Hacker News new | ask | show | jobs
by fragmede 700 days ago
so put the 10 cent button in the middle, or at the end of the article?

microtransactions exist within the realm of individual video games already though. spend $10 to get 5000 in-game tokens and 150 tokens gets you better gear.

for the calorie and cost conscious rice eater, why should I pay $10 for a bowl when I'm only going to eat half? per-grain is ridiculous, but a la carte pricing on food isn't. Not everyone is a fan of buffets.

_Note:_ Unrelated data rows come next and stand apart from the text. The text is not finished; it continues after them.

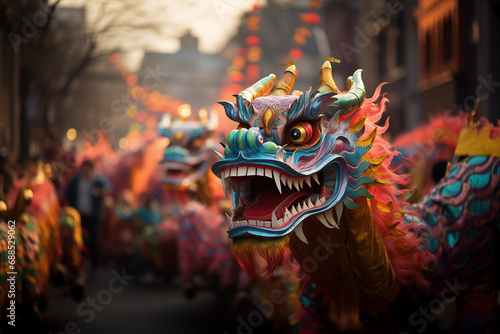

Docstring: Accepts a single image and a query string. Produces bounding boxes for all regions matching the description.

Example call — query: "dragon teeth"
[273,170,282,194]
[238,167,248,176]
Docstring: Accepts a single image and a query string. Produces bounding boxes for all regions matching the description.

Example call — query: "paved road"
[43,269,280,334]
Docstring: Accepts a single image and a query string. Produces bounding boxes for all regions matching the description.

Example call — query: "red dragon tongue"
[243,189,304,220]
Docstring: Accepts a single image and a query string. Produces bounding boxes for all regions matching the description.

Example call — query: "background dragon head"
[158,109,217,194]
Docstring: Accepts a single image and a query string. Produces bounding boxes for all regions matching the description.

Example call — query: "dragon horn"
[238,74,276,102]
[327,70,366,116]
[269,65,295,95]
[318,60,340,94]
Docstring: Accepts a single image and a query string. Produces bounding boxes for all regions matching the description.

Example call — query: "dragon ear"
[269,65,295,95]
[238,74,276,102]
[318,60,340,94]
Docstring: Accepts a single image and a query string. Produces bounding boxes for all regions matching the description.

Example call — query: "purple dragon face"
[212,62,373,242]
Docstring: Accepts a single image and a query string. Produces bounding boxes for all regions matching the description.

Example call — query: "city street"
[43,269,265,334]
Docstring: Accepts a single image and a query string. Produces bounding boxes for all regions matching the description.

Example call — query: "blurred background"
[0,0,500,333]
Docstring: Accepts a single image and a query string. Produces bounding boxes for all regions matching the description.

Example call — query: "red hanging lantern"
[288,48,303,60]
[245,35,260,46]
[300,12,321,24]
[109,53,120,64]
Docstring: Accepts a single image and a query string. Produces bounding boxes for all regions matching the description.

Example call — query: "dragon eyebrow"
[286,90,335,123]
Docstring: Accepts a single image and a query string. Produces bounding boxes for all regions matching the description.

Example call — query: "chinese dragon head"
[212,61,425,329]
[158,109,221,203]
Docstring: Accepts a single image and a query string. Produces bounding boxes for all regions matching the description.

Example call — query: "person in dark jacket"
[66,160,110,269]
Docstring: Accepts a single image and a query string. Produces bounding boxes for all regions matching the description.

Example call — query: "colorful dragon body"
[0,162,85,330]
[212,62,498,333]
[159,110,249,295]
[394,112,466,202]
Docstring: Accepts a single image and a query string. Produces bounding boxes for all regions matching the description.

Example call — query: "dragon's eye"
[288,122,314,145]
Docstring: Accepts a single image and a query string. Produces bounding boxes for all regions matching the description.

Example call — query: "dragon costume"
[212,62,499,333]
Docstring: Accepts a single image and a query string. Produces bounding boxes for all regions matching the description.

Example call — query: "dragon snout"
[224,129,278,158]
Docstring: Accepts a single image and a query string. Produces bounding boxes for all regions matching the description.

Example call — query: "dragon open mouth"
[220,165,334,234]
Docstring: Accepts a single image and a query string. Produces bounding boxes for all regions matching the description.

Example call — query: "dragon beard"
[231,235,290,278]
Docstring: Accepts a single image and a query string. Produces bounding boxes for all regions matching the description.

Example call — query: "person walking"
[66,160,110,271]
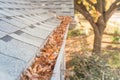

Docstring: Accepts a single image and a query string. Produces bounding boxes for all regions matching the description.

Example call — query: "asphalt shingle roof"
[0,0,73,80]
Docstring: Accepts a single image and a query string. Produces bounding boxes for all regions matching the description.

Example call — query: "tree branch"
[74,0,100,34]
[74,0,95,27]
[105,0,120,22]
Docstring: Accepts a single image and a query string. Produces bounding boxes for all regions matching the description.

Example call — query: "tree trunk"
[93,34,102,54]
[93,25,104,55]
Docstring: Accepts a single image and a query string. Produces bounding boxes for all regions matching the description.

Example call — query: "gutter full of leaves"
[20,16,72,80]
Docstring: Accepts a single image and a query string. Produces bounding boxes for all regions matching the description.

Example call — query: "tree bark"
[93,30,102,55]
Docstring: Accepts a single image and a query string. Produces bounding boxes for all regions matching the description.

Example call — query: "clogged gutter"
[21,16,72,80]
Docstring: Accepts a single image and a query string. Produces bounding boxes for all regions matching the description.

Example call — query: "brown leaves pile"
[21,16,72,80]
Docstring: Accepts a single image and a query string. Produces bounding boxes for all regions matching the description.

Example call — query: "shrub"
[70,54,120,80]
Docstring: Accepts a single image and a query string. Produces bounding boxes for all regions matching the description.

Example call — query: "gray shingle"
[0,31,7,38]
[0,38,38,62]
[0,21,19,33]
[0,53,26,80]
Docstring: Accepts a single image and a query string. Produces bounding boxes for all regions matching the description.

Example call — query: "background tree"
[74,0,120,54]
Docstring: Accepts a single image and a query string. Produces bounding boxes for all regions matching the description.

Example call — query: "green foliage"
[70,54,120,80]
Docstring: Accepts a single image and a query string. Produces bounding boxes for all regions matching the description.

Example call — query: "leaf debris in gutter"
[20,16,72,80]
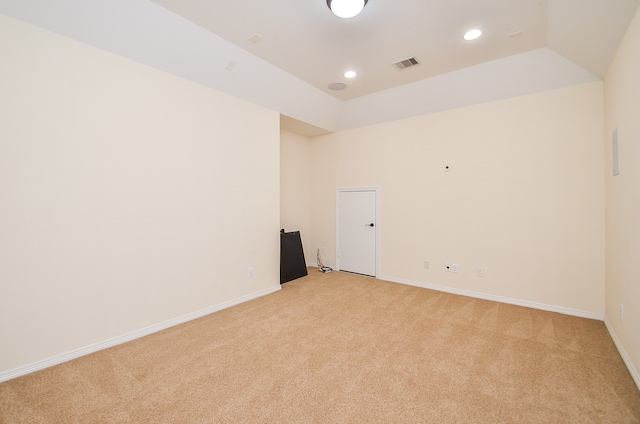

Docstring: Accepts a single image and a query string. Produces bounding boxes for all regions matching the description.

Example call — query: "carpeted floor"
[0,268,640,424]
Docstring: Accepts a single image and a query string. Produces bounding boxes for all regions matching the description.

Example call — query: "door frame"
[335,186,382,278]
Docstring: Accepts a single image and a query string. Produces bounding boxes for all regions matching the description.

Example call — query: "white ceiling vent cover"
[393,57,420,69]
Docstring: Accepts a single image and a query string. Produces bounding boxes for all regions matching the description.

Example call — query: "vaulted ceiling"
[0,0,640,135]
[154,0,638,100]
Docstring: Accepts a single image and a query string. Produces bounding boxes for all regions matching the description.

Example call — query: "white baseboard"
[378,275,604,321]
[604,317,640,389]
[0,285,281,383]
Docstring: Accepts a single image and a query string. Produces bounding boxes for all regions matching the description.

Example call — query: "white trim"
[0,285,281,383]
[379,276,604,321]
[604,317,640,389]
[335,186,382,278]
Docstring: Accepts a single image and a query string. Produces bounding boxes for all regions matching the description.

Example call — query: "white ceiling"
[154,0,638,100]
[0,0,640,136]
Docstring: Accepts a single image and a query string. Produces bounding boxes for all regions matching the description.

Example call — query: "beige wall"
[0,15,280,372]
[311,82,604,317]
[280,130,316,265]
[604,9,640,386]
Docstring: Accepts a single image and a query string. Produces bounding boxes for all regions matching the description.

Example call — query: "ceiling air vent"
[393,57,420,69]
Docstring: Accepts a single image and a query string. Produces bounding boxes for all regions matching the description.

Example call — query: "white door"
[337,190,377,277]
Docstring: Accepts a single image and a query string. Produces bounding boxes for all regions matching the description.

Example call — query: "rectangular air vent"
[393,57,420,69]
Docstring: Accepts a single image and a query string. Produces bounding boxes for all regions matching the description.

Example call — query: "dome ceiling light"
[464,29,482,41]
[327,0,369,18]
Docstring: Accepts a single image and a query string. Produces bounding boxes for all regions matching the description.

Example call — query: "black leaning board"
[280,231,307,284]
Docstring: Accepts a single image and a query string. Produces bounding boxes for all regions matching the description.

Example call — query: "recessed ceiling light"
[327,0,369,18]
[249,34,262,44]
[464,29,482,41]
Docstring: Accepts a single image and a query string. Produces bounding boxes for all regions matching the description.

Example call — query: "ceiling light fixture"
[464,29,482,41]
[327,0,369,18]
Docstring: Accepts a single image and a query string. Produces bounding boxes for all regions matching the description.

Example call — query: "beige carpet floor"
[0,268,640,424]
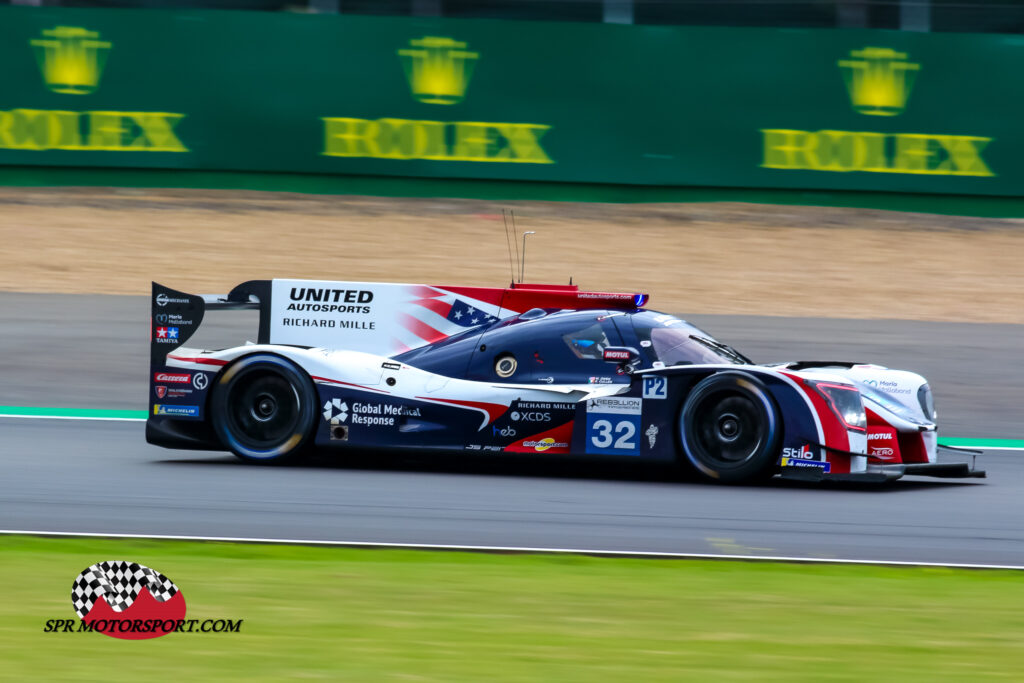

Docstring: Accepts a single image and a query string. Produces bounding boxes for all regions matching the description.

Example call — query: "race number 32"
[590,420,637,451]
[587,396,641,456]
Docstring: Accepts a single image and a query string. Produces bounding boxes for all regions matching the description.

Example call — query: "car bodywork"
[146,280,984,481]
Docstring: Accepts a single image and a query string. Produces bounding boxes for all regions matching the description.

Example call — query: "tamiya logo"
[157,327,178,344]
[782,443,814,460]
[153,373,191,384]
[509,411,551,422]
[324,398,348,425]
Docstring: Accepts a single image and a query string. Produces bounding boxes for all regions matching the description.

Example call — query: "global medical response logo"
[761,46,995,177]
[71,560,185,640]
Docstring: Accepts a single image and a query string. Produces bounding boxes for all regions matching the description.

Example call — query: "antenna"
[519,230,537,285]
[509,209,522,283]
[502,209,515,285]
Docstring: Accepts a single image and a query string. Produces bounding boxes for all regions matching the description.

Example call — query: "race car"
[145,280,984,483]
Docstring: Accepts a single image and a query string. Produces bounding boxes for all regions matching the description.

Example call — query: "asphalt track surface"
[0,294,1024,565]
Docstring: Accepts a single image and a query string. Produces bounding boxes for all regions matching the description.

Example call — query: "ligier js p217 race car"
[145,280,983,482]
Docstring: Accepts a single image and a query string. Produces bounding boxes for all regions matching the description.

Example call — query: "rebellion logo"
[761,47,995,177]
[323,36,555,164]
[0,26,188,153]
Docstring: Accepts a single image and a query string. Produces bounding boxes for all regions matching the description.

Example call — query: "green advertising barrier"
[0,7,1024,196]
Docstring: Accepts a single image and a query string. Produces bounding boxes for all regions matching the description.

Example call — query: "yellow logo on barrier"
[322,36,555,164]
[0,26,188,153]
[398,36,480,104]
[761,47,995,177]
[32,26,111,95]
[839,47,921,116]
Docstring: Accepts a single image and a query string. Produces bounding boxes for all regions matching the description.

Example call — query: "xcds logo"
[71,561,185,640]
[509,411,551,422]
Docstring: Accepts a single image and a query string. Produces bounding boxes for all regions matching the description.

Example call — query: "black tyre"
[679,372,782,483]
[210,353,317,463]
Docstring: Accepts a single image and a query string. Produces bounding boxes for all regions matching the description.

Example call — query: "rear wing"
[151,280,647,366]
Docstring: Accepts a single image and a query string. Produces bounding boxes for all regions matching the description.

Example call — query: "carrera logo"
[153,373,191,384]
[522,436,569,453]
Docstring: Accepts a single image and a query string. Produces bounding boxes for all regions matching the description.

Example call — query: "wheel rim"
[227,373,301,450]
[694,393,767,467]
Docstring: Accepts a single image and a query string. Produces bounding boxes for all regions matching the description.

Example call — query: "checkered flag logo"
[324,398,348,425]
[71,561,178,618]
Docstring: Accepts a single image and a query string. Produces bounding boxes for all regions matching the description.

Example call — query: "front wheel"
[210,353,316,463]
[679,372,782,483]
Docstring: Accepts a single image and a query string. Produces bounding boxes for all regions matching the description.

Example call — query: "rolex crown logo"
[398,36,480,104]
[839,47,921,116]
[32,26,111,95]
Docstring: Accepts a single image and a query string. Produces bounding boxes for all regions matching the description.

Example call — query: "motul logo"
[153,373,191,384]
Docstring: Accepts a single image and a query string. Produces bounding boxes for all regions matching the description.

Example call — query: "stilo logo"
[398,36,480,104]
[31,26,111,95]
[71,561,185,640]
[839,47,921,116]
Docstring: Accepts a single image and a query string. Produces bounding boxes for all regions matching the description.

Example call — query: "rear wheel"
[679,373,782,483]
[211,353,316,463]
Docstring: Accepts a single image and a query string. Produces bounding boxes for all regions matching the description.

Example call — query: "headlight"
[806,380,867,432]
[918,384,939,422]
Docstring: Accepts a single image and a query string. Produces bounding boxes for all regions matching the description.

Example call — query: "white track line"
[0,529,1024,570]
[0,413,145,422]
[0,413,1024,451]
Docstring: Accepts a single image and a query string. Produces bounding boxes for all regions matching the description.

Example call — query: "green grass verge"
[6,166,1024,218]
[0,537,1024,682]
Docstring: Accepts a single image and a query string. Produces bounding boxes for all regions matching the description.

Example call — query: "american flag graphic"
[392,287,503,351]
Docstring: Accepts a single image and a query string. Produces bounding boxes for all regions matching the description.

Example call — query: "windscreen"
[633,311,737,366]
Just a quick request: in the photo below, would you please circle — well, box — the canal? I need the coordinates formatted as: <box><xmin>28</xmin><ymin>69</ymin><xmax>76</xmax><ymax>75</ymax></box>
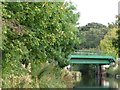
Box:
<box><xmin>73</xmin><ymin>76</ymin><xmax>120</xmax><ymax>90</ymax></box>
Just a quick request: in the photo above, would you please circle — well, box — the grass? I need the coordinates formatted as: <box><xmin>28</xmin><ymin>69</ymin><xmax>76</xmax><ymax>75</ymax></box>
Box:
<box><xmin>2</xmin><ymin>63</ymin><xmax>72</xmax><ymax>88</ymax></box>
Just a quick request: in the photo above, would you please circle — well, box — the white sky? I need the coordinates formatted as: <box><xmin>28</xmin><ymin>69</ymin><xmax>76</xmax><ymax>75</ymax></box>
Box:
<box><xmin>71</xmin><ymin>0</ymin><xmax>120</xmax><ymax>26</ymax></box>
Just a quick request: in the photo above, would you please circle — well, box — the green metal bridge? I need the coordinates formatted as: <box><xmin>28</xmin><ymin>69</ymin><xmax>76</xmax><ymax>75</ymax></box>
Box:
<box><xmin>68</xmin><ymin>51</ymin><xmax>116</xmax><ymax>65</ymax></box>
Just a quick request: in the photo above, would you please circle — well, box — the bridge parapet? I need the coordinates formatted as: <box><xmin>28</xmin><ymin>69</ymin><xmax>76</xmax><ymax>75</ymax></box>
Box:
<box><xmin>72</xmin><ymin>50</ymin><xmax>115</xmax><ymax>57</ymax></box>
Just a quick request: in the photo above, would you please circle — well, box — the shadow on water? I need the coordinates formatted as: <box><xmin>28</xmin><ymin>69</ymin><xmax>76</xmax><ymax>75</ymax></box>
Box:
<box><xmin>73</xmin><ymin>76</ymin><xmax>120</xmax><ymax>90</ymax></box>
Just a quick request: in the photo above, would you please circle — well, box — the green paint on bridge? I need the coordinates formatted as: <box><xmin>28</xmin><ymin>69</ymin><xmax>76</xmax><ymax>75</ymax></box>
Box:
<box><xmin>68</xmin><ymin>51</ymin><xmax>116</xmax><ymax>65</ymax></box>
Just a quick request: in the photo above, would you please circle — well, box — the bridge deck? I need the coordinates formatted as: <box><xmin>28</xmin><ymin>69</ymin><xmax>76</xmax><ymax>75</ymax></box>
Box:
<box><xmin>69</xmin><ymin>54</ymin><xmax>115</xmax><ymax>64</ymax></box>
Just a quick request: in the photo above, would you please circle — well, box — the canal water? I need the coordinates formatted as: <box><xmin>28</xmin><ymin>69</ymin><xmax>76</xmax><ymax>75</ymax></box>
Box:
<box><xmin>73</xmin><ymin>76</ymin><xmax>120</xmax><ymax>90</ymax></box>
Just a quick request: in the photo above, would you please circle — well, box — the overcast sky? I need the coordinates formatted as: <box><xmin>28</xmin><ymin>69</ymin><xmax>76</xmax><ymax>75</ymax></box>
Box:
<box><xmin>71</xmin><ymin>0</ymin><xmax>120</xmax><ymax>26</ymax></box>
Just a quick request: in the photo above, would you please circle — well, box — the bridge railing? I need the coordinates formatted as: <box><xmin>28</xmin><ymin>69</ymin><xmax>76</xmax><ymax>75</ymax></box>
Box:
<box><xmin>72</xmin><ymin>50</ymin><xmax>115</xmax><ymax>56</ymax></box>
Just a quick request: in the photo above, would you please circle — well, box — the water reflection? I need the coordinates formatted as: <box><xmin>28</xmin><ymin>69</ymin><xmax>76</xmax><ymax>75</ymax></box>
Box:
<box><xmin>74</xmin><ymin>77</ymin><xmax>120</xmax><ymax>90</ymax></box>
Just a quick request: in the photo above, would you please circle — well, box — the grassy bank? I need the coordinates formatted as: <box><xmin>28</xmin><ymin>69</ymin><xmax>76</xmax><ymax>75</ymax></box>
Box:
<box><xmin>2</xmin><ymin>63</ymin><xmax>81</xmax><ymax>88</ymax></box>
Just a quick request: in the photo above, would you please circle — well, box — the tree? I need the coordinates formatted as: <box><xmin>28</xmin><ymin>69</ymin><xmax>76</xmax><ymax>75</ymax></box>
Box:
<box><xmin>2</xmin><ymin>2</ymin><xmax>79</xmax><ymax>76</ymax></box>
<box><xmin>78</xmin><ymin>23</ymin><xmax>108</xmax><ymax>49</ymax></box>
<box><xmin>99</xmin><ymin>27</ymin><xmax>118</xmax><ymax>55</ymax></box>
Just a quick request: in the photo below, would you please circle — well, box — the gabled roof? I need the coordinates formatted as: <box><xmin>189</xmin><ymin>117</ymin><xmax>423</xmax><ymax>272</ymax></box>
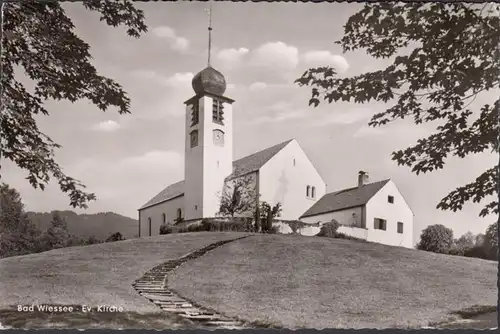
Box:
<box><xmin>226</xmin><ymin>139</ymin><xmax>293</xmax><ymax>180</ymax></box>
<box><xmin>139</xmin><ymin>139</ymin><xmax>293</xmax><ymax>210</ymax></box>
<box><xmin>139</xmin><ymin>180</ymin><xmax>184</xmax><ymax>210</ymax></box>
<box><xmin>301</xmin><ymin>179</ymin><xmax>390</xmax><ymax>218</ymax></box>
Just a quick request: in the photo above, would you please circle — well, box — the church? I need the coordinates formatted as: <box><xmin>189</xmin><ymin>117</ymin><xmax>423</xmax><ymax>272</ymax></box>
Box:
<box><xmin>138</xmin><ymin>15</ymin><xmax>413</xmax><ymax>247</ymax></box>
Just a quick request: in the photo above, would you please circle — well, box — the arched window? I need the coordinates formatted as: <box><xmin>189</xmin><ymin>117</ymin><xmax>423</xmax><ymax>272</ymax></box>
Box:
<box><xmin>189</xmin><ymin>130</ymin><xmax>198</xmax><ymax>147</ymax></box>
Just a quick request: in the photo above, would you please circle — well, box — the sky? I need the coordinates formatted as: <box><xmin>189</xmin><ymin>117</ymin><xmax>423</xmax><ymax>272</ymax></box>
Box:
<box><xmin>2</xmin><ymin>2</ymin><xmax>498</xmax><ymax>240</ymax></box>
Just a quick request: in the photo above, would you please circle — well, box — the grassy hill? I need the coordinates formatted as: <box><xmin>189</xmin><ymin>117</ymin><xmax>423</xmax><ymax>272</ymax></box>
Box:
<box><xmin>168</xmin><ymin>235</ymin><xmax>497</xmax><ymax>329</ymax></box>
<box><xmin>0</xmin><ymin>232</ymin><xmax>248</xmax><ymax>329</ymax></box>
<box><xmin>0</xmin><ymin>232</ymin><xmax>497</xmax><ymax>328</ymax></box>
<box><xmin>27</xmin><ymin>211</ymin><xmax>138</xmax><ymax>240</ymax></box>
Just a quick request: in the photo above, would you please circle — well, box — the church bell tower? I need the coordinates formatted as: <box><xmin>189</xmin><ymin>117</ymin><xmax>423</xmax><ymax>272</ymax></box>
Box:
<box><xmin>184</xmin><ymin>5</ymin><xmax>234</xmax><ymax>220</ymax></box>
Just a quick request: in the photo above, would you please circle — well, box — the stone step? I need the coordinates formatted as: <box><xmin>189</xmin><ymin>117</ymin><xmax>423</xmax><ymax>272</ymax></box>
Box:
<box><xmin>155</xmin><ymin>298</ymin><xmax>194</xmax><ymax>308</ymax></box>
<box><xmin>142</xmin><ymin>293</ymin><xmax>175</xmax><ymax>301</ymax></box>
<box><xmin>179</xmin><ymin>314</ymin><xmax>220</xmax><ymax>321</ymax></box>
<box><xmin>135</xmin><ymin>287</ymin><xmax>169</xmax><ymax>293</ymax></box>
<box><xmin>133</xmin><ymin>282</ymin><xmax>164</xmax><ymax>289</ymax></box>
<box><xmin>205</xmin><ymin>320</ymin><xmax>243</xmax><ymax>328</ymax></box>
<box><xmin>161</xmin><ymin>307</ymin><xmax>203</xmax><ymax>315</ymax></box>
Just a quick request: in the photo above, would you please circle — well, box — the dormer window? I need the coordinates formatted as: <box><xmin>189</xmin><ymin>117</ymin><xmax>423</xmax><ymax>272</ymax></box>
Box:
<box><xmin>212</xmin><ymin>99</ymin><xmax>224</xmax><ymax>125</ymax></box>
<box><xmin>190</xmin><ymin>130</ymin><xmax>198</xmax><ymax>147</ymax></box>
<box><xmin>191</xmin><ymin>100</ymin><xmax>200</xmax><ymax>126</ymax></box>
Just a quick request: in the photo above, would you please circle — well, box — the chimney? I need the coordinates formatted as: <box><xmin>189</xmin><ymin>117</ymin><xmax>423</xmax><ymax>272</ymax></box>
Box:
<box><xmin>358</xmin><ymin>170</ymin><xmax>370</xmax><ymax>188</ymax></box>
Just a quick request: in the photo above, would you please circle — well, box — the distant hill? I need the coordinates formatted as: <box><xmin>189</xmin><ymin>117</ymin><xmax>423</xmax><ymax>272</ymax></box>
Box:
<box><xmin>27</xmin><ymin>211</ymin><xmax>139</xmax><ymax>240</ymax></box>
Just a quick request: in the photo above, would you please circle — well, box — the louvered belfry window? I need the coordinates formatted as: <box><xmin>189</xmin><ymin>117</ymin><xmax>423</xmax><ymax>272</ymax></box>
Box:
<box><xmin>212</xmin><ymin>99</ymin><xmax>224</xmax><ymax>124</ymax></box>
<box><xmin>191</xmin><ymin>100</ymin><xmax>200</xmax><ymax>126</ymax></box>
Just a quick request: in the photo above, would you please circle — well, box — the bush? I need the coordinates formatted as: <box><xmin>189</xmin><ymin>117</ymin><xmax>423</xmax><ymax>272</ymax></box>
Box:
<box><xmin>106</xmin><ymin>232</ymin><xmax>125</xmax><ymax>242</ymax></box>
<box><xmin>160</xmin><ymin>224</ymin><xmax>173</xmax><ymax>235</ymax></box>
<box><xmin>464</xmin><ymin>245</ymin><xmax>489</xmax><ymax>260</ymax></box>
<box><xmin>285</xmin><ymin>220</ymin><xmax>306</xmax><ymax>234</ymax></box>
<box><xmin>417</xmin><ymin>224</ymin><xmax>453</xmax><ymax>254</ymax></box>
<box><xmin>317</xmin><ymin>219</ymin><xmax>340</xmax><ymax>238</ymax></box>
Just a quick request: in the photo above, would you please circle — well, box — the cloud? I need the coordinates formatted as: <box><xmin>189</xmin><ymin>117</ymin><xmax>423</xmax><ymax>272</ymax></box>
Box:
<box><xmin>68</xmin><ymin>150</ymin><xmax>184</xmax><ymax>201</ymax></box>
<box><xmin>251</xmin><ymin>101</ymin><xmax>307</xmax><ymax>124</ymax></box>
<box><xmin>353</xmin><ymin>125</ymin><xmax>385</xmax><ymax>138</ymax></box>
<box><xmin>248</xmin><ymin>81</ymin><xmax>267</xmax><ymax>91</ymax></box>
<box><xmin>165</xmin><ymin>72</ymin><xmax>194</xmax><ymax>88</ymax></box>
<box><xmin>312</xmin><ymin>108</ymin><xmax>373</xmax><ymax>126</ymax></box>
<box><xmin>92</xmin><ymin>120</ymin><xmax>120</xmax><ymax>132</ymax></box>
<box><xmin>120</xmin><ymin>150</ymin><xmax>183</xmax><ymax>173</ymax></box>
<box><xmin>250</xmin><ymin>42</ymin><xmax>299</xmax><ymax>70</ymax></box>
<box><xmin>151</xmin><ymin>26</ymin><xmax>189</xmax><ymax>51</ymax></box>
<box><xmin>302</xmin><ymin>50</ymin><xmax>349</xmax><ymax>73</ymax></box>
<box><xmin>215</xmin><ymin>48</ymin><xmax>250</xmax><ymax>67</ymax></box>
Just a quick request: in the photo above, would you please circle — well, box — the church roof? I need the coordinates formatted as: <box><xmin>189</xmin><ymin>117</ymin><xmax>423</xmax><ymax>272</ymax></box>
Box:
<box><xmin>300</xmin><ymin>180</ymin><xmax>390</xmax><ymax>218</ymax></box>
<box><xmin>139</xmin><ymin>139</ymin><xmax>293</xmax><ymax>210</ymax></box>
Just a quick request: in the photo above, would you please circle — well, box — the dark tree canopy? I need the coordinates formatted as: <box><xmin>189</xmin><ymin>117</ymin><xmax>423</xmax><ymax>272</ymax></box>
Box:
<box><xmin>296</xmin><ymin>2</ymin><xmax>500</xmax><ymax>220</ymax></box>
<box><xmin>0</xmin><ymin>0</ymin><xmax>147</xmax><ymax>208</ymax></box>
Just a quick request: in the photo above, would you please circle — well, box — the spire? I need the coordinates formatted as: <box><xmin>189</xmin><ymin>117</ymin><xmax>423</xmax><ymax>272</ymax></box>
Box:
<box><xmin>206</xmin><ymin>3</ymin><xmax>212</xmax><ymax>66</ymax></box>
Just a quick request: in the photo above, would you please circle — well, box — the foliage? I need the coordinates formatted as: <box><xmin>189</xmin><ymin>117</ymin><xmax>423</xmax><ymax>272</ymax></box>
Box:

I don't want to pay for a whole newspaper when I'm just reading the whatever section, and micropayments would let me do that. Whether or not that's a good thing for the newspaper is a different question.

1 comments

> microtransactions exist within the realm of individual video games already though.

Yes. That does work.

Linden Lab, the people behind Second Life, spun off their money system as a startup, called TiliaPay.[1] Tilia obtained money transfer licenses, linked up with JPMorgan Chase Payments, and offered a system where you could process a 2 cent transaction with acceptable operating costs. Unlike most "game points" programs, users can trade with each other and cash out in dollars. That's why they had to become a regulated financial operation.

It never took off. It does work, but Second Life and, to some extent, VRChat are the only real customers.